The next Manchester Ancient Egypt Society lecture will be given by Dr. Geoffrey Tassie
Hair and State Formation in Ancient Egypt
Hair, the most malleable part of the human body, lends itself to the most varied forms of impermanent modifications. The resulting hairstyles convey social practices and norms, and may be regarded as a “representation of self”. As such they may be considered as an integral element in the maintenance and structuring of society. Hairstyles were linked to the identity of individuals and social groups, such as men, women, children and the elderly. Within the social hierarchy hairstyles were used as a means of displaying status. After experimentation with a broad spectrum of hairstyles during the Protodynastic and early Dynasty I, an institutionalised canon for hairstyles was established, coinciding with the creation of administrative institutions. Once the canon was established standard hairstyles continued to serve as the norms for identifying members of the administration or signs of authority.

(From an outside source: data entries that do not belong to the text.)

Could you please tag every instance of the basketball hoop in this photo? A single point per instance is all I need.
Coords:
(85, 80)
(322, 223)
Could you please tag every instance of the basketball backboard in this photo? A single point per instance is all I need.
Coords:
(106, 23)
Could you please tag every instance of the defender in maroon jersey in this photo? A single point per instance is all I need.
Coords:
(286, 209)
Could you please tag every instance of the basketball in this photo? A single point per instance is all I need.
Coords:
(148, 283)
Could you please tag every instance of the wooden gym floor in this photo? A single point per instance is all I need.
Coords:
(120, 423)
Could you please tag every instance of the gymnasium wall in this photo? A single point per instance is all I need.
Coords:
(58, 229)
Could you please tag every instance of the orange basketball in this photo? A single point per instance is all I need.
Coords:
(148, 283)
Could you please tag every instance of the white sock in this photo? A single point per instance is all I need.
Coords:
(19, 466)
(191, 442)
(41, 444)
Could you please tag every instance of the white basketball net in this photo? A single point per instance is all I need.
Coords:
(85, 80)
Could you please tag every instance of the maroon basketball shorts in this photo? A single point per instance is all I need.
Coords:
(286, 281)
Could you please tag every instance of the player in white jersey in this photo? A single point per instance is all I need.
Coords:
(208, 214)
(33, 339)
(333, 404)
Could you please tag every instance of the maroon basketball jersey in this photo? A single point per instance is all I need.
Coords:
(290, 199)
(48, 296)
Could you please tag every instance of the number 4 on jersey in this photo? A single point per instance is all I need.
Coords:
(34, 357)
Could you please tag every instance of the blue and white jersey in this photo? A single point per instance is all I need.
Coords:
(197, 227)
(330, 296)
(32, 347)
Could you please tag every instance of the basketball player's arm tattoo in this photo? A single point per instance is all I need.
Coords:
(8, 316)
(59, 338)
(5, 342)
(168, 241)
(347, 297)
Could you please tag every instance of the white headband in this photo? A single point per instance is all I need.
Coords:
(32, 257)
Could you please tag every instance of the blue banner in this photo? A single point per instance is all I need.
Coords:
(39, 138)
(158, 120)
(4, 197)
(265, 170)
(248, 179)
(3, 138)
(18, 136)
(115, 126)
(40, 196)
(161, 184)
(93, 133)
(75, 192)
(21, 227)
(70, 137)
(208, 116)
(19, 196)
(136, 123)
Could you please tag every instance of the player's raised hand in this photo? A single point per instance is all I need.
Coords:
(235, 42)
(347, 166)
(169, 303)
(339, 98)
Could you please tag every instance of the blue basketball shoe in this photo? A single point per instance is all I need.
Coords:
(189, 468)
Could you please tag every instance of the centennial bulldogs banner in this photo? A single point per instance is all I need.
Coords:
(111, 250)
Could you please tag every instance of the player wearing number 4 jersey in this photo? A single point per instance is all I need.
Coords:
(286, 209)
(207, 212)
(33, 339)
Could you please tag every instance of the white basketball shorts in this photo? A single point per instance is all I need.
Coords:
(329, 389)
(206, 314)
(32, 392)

Dr. G. J. Tassie is an Honorary Research Fellow and Associate Lecturer in Archaeology at the University of Winchester focussing on the areas of Predynastic Egyptian archaeology and social theory, particularly how the rise of state is reflected in the body. He has directed the Egypt Exploration Society’s Kafr Hassan Dawood and Wadi Tumilat Survey and Excavation Project in the East Delta, researching Fourth and Third Millennium BC sites and investigating the environmental history of the region. In addition to writing over 60 publications, he has devoted his time over the last 10 years to tackling issues of cultural heritage management. He is also engaged in numerous field expeditions in Europe, the Levant, the Arabian Peninsula and Egypt.